Sigmund Freud never set foot in Argentina, let alone Buenos Aires. But then, he never had to. The capital has been shaped by his couch and ideas more than anywhere in the world.
If you wander around the city long enough, you'll discover Villa Freud, a small psychoanalytic enclave where many psychologists once kept their practices. It's a neighbourhood within the larger neighbourhood of Palermo, the city's coolest area. In 2020, a bill was proposed to rename one of its streets after Freud himself: “A tribute,” it explained, “to a figure… so dear to many residents of the city of Buenos Aires.”
It is not just Freud’s theory that has taken hold here, but his practice. Argentina has approximately 222 psychologists per 100,000 inhabitants, roughly one for every 450 people — the highest rate in the world. In Buenos Aires, the numbers are higher still, with 1,572 psychologists per 100,000 people. Here, therapy is not a luxury but a habit; some residents reportedly skip meals to pay for it.
In other words, with or without Freud’s blessing, Buenos Aires has become the world capital of therapy.
Whether it stays so, however, is another matter entirely. Since Javier Milei became president in 2023, the country’s therapeutic spirit has found itself under a sustained political attack.
National budgets are being cut and publicly funded departments shut down, all at a time when therapists are being forced to adapt to a new digitised world. In Argentina as elsewhere, Freud’s books have begun to lose shelf space to TikTok bestsellers. In-person sessions are now carried out over Zoom. A number of therapists I spoke to described patients arriving with ready-made interpretations of themselves, after attempting to self-analyse using ChatGPT.
The result is an Argentinian “superego” that feels, for the first time in decades, unsettled. Is Freud’s hold beginning to slip?

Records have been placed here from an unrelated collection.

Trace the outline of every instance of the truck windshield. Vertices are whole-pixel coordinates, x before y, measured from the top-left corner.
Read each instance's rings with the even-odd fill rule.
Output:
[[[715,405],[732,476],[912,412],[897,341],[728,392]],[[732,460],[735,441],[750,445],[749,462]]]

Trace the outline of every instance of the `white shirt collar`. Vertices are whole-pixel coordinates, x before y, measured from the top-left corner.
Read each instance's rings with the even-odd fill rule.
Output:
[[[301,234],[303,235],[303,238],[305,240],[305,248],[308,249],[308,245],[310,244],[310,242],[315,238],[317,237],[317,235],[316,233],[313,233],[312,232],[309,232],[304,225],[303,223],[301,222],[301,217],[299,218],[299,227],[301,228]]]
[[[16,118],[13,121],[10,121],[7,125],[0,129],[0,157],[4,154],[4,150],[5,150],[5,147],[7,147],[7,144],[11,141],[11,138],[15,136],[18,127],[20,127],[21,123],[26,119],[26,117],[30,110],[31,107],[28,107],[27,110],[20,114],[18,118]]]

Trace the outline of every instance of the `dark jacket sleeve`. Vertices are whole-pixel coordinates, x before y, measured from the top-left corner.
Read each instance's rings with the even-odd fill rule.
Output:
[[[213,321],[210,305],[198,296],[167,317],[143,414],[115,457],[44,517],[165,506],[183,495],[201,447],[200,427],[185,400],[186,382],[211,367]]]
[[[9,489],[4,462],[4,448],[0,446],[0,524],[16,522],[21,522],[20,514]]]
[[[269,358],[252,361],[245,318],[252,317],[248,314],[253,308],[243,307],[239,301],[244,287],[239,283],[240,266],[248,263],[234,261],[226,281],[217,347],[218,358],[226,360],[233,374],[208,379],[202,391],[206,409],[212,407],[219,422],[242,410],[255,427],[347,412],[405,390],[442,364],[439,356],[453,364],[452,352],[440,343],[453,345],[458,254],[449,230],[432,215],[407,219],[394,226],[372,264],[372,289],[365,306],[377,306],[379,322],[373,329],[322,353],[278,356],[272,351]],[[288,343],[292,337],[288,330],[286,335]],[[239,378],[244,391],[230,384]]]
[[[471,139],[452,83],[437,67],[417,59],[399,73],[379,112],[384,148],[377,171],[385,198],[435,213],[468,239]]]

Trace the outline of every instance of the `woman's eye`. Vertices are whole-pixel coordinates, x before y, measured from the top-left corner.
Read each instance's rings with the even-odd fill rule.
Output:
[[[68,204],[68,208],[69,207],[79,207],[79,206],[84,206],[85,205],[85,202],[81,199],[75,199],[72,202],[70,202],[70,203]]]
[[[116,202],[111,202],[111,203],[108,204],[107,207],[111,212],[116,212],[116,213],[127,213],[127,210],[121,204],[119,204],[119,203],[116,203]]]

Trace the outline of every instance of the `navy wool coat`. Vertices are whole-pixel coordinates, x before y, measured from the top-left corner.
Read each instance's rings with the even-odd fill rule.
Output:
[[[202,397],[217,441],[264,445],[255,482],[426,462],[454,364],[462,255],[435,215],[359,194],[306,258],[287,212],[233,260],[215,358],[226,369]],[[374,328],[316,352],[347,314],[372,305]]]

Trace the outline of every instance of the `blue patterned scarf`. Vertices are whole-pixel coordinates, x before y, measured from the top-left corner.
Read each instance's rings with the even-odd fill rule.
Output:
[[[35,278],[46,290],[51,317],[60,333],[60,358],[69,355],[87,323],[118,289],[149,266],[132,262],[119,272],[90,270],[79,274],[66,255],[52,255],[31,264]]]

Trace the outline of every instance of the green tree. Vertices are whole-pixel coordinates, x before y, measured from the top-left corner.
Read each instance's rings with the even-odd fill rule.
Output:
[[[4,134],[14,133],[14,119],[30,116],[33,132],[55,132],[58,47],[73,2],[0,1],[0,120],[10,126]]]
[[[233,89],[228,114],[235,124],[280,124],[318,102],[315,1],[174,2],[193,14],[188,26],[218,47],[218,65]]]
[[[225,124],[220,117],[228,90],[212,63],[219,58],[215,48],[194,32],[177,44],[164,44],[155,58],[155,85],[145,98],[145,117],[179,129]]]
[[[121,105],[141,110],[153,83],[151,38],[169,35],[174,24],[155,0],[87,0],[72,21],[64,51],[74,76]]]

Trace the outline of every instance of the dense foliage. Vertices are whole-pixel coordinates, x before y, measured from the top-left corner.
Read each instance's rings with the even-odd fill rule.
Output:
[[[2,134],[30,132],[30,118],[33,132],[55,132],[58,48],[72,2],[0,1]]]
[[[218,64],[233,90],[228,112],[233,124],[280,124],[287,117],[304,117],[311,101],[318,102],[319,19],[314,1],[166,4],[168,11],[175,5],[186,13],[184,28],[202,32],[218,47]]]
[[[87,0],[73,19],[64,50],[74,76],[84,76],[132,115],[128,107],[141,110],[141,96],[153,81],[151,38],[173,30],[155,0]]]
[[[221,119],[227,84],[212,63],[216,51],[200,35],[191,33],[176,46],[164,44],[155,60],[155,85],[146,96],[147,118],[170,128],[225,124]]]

Freud’s theories arrived in Argentina without too many aspirations. In 1925, his complete works were translated into Spanish — directly from German — in 17 volumes by a Madrid publisher. They failed commercially in Spain, but found an eager readership in Argentina.
The country at the time was a society in flux, undergoing rapid immigration and urbanisation. Psychoanalysis, with its focus on individual identity, self-examination, and the construction of modern subjectivity, proved a natural fit. It helped people see themselves as individuals in a rapidly changing 20th century.